A benefit period begins the day the Medicare beneficiary is admitted to a hospital or SNF as an inpatient and ends after the beneficiary has not been in a hospital (or received skilled care in a SNF) for 60 consecutive days. Once the benefit period ends, a new benefit period
begins when the beneficiary has an inpatient admission to a hospital or SNF. New benefit periods do not begin due to a change in diagnosis, condition, or calendar year. Understanding the benefit period is important because SNFs must sometimes submit claims for which they do not expect to receive payment to ensure the benefit period is properly tracked in the Common Working File (CWF).

Medicare Part A Payment
The SNF Prospective Payment System (PPS) pays for all SNF Part A inpatient services. Part A payment is primarily based on the Resource Utilization Group (RUG) assigned to the beneficiary following required Minimum Data Set (MDS) 3.0 assessments. As a part of the
Resident Assessment Instrument (RAI), the MDS 3.0 is a data collection tool that classifies beneficiaries into groups based on the average resources needed to care for someone with similar needs. The MDS 3.0 provides a core set of screening, clinical, and functional status
elements, including common definitions and coding categories.
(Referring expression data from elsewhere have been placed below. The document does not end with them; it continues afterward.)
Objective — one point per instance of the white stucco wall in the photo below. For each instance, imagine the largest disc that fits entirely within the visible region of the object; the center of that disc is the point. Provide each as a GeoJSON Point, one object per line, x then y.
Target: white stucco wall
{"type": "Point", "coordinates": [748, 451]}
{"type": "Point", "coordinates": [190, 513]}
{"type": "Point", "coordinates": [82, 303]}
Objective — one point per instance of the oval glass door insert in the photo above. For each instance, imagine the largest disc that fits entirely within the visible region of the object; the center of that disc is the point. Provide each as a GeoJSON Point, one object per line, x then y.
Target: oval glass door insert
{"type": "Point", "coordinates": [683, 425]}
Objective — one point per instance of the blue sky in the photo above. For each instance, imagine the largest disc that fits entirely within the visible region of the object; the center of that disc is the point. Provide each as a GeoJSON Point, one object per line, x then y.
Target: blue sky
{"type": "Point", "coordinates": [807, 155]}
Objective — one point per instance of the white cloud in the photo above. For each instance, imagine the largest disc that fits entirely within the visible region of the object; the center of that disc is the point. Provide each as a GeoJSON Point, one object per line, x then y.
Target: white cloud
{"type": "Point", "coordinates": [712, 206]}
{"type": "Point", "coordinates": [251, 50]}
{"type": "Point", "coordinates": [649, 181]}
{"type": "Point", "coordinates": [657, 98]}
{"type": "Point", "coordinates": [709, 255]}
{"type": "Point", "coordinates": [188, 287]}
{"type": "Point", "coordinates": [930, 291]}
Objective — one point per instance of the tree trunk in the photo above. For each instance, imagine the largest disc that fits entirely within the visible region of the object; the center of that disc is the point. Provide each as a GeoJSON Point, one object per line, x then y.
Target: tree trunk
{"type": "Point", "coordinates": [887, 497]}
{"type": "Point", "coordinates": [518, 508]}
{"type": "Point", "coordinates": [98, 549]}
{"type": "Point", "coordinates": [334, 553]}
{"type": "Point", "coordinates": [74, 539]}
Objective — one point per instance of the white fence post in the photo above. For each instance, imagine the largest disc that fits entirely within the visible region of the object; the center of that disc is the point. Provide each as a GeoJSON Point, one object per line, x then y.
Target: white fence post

It standardizes communication about resident problems and conditions.
General Payment Tips
• Medicare will not pay under the SNF PPS unless you bill a covered day.
• Ancillary charges are only allowed for covered days and are included in the PPS rate.

Medicare Part B Payment

Medicare Part B may pay for:
◘ Some services provided to beneficiaries residing in a SNF whose benefit period exhausted or who are not otherwise entitled to payment under Part A;
◘ Outpatient services rendered to beneficiaries who are not inpatients of a SNF; and
◘ Services excluded from SNF PPS and SNF consolidated billing.

Consolidated Billing Under the consolidated billing provision, SNF Part A inpatient services include all Medicare Part A services considered within the scope or capability of SNFs. In
some cases, the SNF must obtain some services it does not provide directly. For these services, the SNF must make arrangements to pay for the services and must not bill Medicare separately for those services.

Skilled Services

Skilled Nursing and skilled rehabilitation services are those services furnished pursuant to physician orders that:
•    Require the skills of qualified technical or professional health personnel, such as registered nurses, licensed practical nurses, physical therapists, occupational therapists, and speech-language pathologists or audiologists; and
•    Must be provided directly by or under the general supervision of these skilled nursing or skilled rehabilitation personnel to assure the safety of the beneficiary and to achieve the medically desire result.